Using Google Tag Manager to Dynamically Generate Schema.org/JSON-LD Tags

[Estimated read time: 7 minutes]

One of the biggest takeaways from SearchFest in Portland earlier this year was the rapidly rising importance of semantic search and structured data — in particular Schema.org. And while implementing Schema used to require a lot of changes to your site’s markup, the JSON-LD format has created a great alternative to adding microdata to a page with minimal code.

mike arnesen searchfest 2016

Check out Mike Arnesen’s deck from his SearchFest talk, “Understanding & Facilitating Semantic Search,” for a great overview on using structured data.

What was even more exciting was the idea that you could use Google Tag Manager to insert JSON-LD into a page, allowing you to add Schema markup to your site without having to touch the site’s code directly (in other words, no back and forth with the IT department).
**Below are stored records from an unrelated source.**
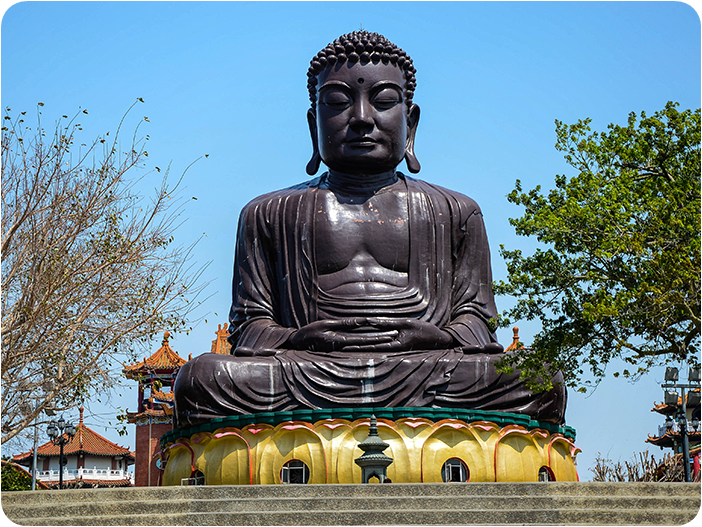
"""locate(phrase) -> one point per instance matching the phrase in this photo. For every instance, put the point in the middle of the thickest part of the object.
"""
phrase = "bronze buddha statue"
(361, 287)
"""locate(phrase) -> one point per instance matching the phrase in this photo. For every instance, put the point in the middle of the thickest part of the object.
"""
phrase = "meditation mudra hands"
(370, 334)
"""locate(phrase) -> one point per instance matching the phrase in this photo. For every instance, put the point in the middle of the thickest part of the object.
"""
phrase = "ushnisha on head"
(363, 47)
(362, 119)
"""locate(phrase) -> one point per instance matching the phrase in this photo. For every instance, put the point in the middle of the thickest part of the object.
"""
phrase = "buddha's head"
(362, 119)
Trouble is, while it seemed like Tag Manager would let you insert a JSON-LD snippet on the page no problem, it didn’t appear to be possible to use other Tag Manager features to dynamically generate that snippet. Tag Manager lets you create variables by extracting content from the page using either CSS selectors or some basic JavaScript. These variables can then be used dynamically in your tags (check out Mike’s post on semantic analysis for a good example).

So if we wanted to grab that page URL and pass it dynamically to the JSON-LD snippet, we might have tried something like this:

Using tag manager to insert JSON-LD with dynamic variables

But that doesn’t work. Bummer.

Meaning that if you wanted to use GTM to add the the BlogPosting Schema type to each of your blog posts, you would have to create a different tag and trigger (based on the URL) for each post. Not exactly scalable.

But, with a bit of experimentation, I’ve figured out a little bit of JavaScript magic that makes it possible to extract data from the existing content on the page and dynamically create a valid JSON-LD snippet.

Dynamically generating JSON-LD

The reason why our first example doesn’t work is because Tag Manager replaces each variable with a little piece of JavaScript that calls a function — returning the value of whatever variable is called.

We can see this error in the Google Structured Data Testing Tool:

JSON-LD Google Tag Manager variable error

The error is the result of Tag Manager inserting JavaScript into what should be a JSON tag — this is invalid, and so the tag fails.

However, we can use Tag Manager to insert a JavaScript tag, and have that JavaScript tag insert our JSON-LD tag.

Google Tag Manager JSON-LD insertion script

If you’re not super familiar with JavaScript, this might look pretty complicated, but it actually works the exact same way as many other tags you’re probably already using (like Google Analytics, or Tag Manager itself).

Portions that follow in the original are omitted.